AHSG: Adversarial Attacks on High-level Semantics in Graph Neural Networks
- URL: http://arxiv.org/abs/2412.07468v1
- Date: Tue, 10 Dec 2024 12:35:37 GMT
- Title: AHSG: Adversarial Attacks on High-level Semantics in Graph Neural Networks
- Authors: Kai Yuan, Xiaobing Pei, Haoran Yang,
- Abstract summary: Graph Neural Networks (GNNs) have garnered significant interest among researchers due to their impressive performance in graph learning tasks.
In existing adversarial attack methods for GNNs, the metric between the attacked graph and the original graph is usually the attack budget or a measure of global graph properties.
We propose a graph structure attack model that ensures the retention of primary semantics.
- Score: 10.087216264788099
- License:
- Abstract: Graph Neural Networks (GNNs) have garnered significant interest among researchers due to their impressive performance in graph learning tasks. However, like other deep neural networks, GNNs are also vulnerable to adversarial attacks. In existing adversarial attack methods for GNNs, the metric between the attacked graph and the original graph is usually the attack budget or a measure of global graph properties. However, we have found that it is possible to generate attack graphs that disrupt the primary semantics even within these constraints.
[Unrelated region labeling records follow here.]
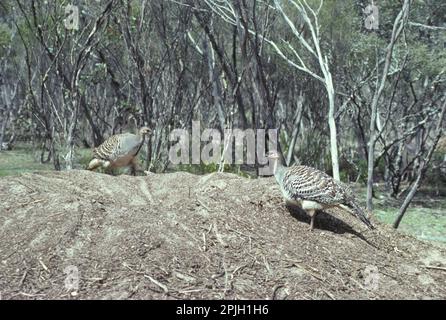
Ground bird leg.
[130,157,138,176]
[307,209,317,231]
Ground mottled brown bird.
[88,127,151,175]
[267,151,373,230]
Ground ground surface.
[0,170,446,299]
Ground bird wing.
[93,133,141,161]
[282,166,344,204]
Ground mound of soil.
[0,170,446,299]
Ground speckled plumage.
[269,152,373,229]
[88,127,150,173]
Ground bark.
[393,97,446,229]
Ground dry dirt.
[0,170,446,299]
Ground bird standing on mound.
[87,127,151,175]
[267,151,373,230]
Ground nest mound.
[0,170,446,299]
To address this problem, we propose a Adversarial Attacks on High-level Semantics in Graph Neural Networks (AHSG), which is a graph structure attack model that ensures the retention of primary semantics. The latent representations of each node can extract rich semantic information by applying convolutional operations on graph data. These representations contain both task-relevant primary semantic information and task-irrelevant secondary semantic information. The latent representations of same-class nodes with the same primary semantics can fulfill the objective of modifying secondary semantics while preserving the primary semantics. Finally, the latent representations with attack effects is mapped to an attack graph using Projected Gradient Descent (PGD) algorithm. By attacking graph deep learning models with some advanced defense strategies, we validate that AHSG has superior attack effectiveness compared to other attack methods. Additionally, we employ Contextual Stochastic Block Models (CSBMs) as a proxy for the primary semantics to detect the attacked graph, confirming that AHSG almost does not disrupt the original primary semantics of the graph.